Elizabeth Holmes has carved out a real niche for herself at the Wall Street Journal. The last we heard from Holmes, she breathlessly reported on the connection between Hillary Clinton’s schedules and the death of Vince Foster — by explaining that they showed no connection at all. She continues her beat at the No News Desk with a dishy take on John McCain’s love life …. from fifty years ago:
While McCain’s recounting of their whirlwind courtship is entertaining (“I kissed her to a chorus of rowdy cheers from my shipmates,” he writes) a far more salacious version appears in Robert Timberg’s “John McCain: An American Odyssey.”
During Christmas leave, Timberg writes, McCain traveled back to Brazil for a four-day visit. However, the pair was always accompanied by the wealthy model’s aunt or servant—until the last night of his visit.
McCain went to the model’s house for dinner but found the door unlocked. He let himself in and heard a voice call from the bedroom, “I’ll be right out.” When the model appeared, “she was not, McCain would later say, dressed for dinner,” Timberg wrote.
Wow! What a scoop! McCain got lucky — in 1957. Okay, okay, with a Brazilian model, which hits a little higher on the cool scale than most military-academy graduates, but otherwise, how exactly is this news? College graduates sometime have carnal relations with girl- and boyfriends, many of whom they do not go on to marry. If this is news to Holmes, she’s either 12 years old or needs to get out of the house more often.

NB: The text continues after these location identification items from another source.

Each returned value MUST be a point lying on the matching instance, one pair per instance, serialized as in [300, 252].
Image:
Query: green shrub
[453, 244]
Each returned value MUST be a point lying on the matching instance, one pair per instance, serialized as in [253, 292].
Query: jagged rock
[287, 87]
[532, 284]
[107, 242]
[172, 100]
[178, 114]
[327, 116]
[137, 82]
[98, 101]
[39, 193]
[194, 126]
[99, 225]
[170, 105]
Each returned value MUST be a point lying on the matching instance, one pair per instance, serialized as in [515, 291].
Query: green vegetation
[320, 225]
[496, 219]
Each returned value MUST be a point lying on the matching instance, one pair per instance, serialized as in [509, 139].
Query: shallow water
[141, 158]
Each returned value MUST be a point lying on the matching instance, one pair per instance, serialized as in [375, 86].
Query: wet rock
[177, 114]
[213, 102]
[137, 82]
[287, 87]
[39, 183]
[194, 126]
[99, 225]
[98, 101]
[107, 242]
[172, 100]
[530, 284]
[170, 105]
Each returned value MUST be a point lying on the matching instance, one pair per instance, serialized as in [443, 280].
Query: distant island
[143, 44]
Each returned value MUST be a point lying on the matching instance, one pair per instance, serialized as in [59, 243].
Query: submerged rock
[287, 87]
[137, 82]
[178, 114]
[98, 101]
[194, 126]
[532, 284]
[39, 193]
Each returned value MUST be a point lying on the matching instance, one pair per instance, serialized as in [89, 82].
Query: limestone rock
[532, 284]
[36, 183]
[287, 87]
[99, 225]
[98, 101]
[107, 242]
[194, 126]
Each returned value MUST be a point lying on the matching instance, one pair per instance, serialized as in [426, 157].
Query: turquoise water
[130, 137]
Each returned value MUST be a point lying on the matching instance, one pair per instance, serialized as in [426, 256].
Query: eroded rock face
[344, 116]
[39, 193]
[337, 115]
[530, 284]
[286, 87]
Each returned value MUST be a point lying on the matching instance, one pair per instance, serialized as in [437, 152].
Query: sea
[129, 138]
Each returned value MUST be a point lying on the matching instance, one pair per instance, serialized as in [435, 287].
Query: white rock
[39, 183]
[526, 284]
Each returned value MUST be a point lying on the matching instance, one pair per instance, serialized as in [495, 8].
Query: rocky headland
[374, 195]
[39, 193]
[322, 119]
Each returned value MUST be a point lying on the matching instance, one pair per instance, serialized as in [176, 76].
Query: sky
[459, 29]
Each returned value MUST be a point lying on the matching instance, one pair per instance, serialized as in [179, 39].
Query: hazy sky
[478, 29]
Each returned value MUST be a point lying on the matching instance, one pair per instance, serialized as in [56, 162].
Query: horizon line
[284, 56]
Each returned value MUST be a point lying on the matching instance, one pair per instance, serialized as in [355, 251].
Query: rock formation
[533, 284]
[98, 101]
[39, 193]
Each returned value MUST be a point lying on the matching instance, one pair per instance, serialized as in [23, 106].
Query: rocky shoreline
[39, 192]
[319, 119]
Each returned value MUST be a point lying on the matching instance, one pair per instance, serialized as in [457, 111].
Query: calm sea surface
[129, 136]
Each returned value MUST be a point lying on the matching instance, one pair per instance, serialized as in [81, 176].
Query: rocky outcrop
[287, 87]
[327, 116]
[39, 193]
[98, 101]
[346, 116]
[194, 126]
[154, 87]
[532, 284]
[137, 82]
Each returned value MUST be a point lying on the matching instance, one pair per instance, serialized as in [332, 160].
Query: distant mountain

The best part of the story (which is to say when it gets worst) comes when Holmes laments the fact that the Brazilian model’s name gets left out of the retelling. First, it would be rather ungentlemanly for McCain to give out her name, a point that escapes Holmes. Second, how could it possibly matter? Does anyone remember any Brazilian model working in the 1950s, for Pete’s sake? In two years, no one’s going to remember who Ashley Dupre was, and the Eliot Spitzer crash is at least a news story.
Normally the Wall Street Journal offers better-than-average editorial decisions, but for some reason, Holmes gets a pass. This wouldn’t even make passable amateur blog material, let alone a column at one of the most prominent news organizations in the country. Shouldn’t Holmes look for a job at TMZ rather than occupy space at the WSJ? That’s the site for celebrity nookie watch, although even TMZ would probably pass on this snoozer of an item.
Update: Jazz Shaw’s yawning at TMV, too, which is not to be mistaken for TMZ.
Update II: How does this article start out? “So many stories, so little time.” If there are too many stories to tell in a limited space of time, why tell this one?